Caron Dimonio: dove va la wave italiana?

caron dimonio solaris

Caron Dimonio – Solaris (Atavic)

Quanto ancora influiscono i Joy Division nelle suburbie del rock? Quanti segni ha lasciato nelle produzioni contemporanee quest’estetica oscura e minimale?
Grazie all’elettronica e alla decadenza, ancora molti. Sulla seconda, poco da dire; qualunque sia il contesto cui vogliate riferirla, essa ‘comanda et impera’. Più pregnante il discorso invece sulla musica elettronica che complice la riscoperta dei synth e della drum machine sembra aver dato nuova linfa a tutta una scena neo-wave che anche in Italia sembra aver preso piede.
Del resto la wave italiana degli ottanta ha fatto scuola, Diaframma su tutti, perché meravigliarsi se tra le nuove tendenze indie nostrane la darkwave ha ancora un certo appeal? Il problema semmai è che certi suoni codificati e sterotipati fanno si che diventa poi davvero difficile distinguersi, anche se i Caron Dimonio riescono almeno per metà ad affrancarsi da questa condanna.
Lo fanno con grande gusto e intelligenza quando chiamano in causa – sebbene in modo molto indiretto – certi episodi minori di wave nostrana che possono rievocare Garbo o Denovo o addirittura Richter, Venturi & Murru (E’ un MareLa Qualità del NullaNuit Sans Fin); gran bella qualità quella di curiosare ed incuriosire grazie a pagine melodiche poco esplorate che riservano grandi sorprese ancora inespresse. E molto valida è anche la traccia Siamo Sassi ricca di pulsioni minimal che ricorda – più per atmosfere che per suoni – i Notwist di metà novanta.caron dimonio

L’altra metà invece è ancora troppo imbrigliata nelle pesanti divise post-punk di Imago Mortis (l’electro dilatata alla Soft Moon non basta ad alleggerirne la pesante cappa), di Dentro Al Buco con quelle chitarre un pò Killing Joke e tanto Bernard Sumner e di Giove dove fanno addirittura capolino i Cure.
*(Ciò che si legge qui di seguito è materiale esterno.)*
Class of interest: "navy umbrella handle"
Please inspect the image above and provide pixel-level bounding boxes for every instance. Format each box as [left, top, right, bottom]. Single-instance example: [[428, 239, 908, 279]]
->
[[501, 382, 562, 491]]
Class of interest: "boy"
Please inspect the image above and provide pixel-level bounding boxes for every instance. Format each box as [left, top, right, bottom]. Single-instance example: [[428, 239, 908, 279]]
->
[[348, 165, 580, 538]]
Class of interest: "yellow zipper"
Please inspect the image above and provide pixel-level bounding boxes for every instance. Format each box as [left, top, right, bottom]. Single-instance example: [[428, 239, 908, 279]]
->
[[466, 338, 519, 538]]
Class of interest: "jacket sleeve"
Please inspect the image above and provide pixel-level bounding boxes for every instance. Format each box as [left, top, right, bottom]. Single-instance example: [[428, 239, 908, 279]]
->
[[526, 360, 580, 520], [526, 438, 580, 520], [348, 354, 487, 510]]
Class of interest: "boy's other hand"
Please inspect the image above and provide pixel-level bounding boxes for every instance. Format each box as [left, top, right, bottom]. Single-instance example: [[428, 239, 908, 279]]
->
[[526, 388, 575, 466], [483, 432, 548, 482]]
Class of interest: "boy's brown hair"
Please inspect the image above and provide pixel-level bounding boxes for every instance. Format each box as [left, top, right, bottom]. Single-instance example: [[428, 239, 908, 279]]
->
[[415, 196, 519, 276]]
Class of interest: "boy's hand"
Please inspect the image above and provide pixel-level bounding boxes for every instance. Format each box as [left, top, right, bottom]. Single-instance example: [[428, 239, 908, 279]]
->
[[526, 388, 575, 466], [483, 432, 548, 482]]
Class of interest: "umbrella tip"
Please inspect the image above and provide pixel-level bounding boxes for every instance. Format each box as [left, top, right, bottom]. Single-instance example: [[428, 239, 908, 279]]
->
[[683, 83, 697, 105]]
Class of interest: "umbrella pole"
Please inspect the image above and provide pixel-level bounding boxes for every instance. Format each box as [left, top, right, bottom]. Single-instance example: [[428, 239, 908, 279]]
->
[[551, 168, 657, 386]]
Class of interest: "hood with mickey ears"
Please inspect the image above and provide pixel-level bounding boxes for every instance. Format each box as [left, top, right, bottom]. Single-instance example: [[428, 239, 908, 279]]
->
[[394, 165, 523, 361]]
In ogni caso le buonissime intuizioni ed anche le capacità espressive di Giuseppe Lo Bue con il basso metallico di Filippo Scalzo fanno di Solaris un album che potrebbe aprire scenari molto interessanti che ci chiariranno meglio se queste musiche vogliono prendere dal passato per guardare in avanti o al contrario per rifugiarsi nel nostalgismo.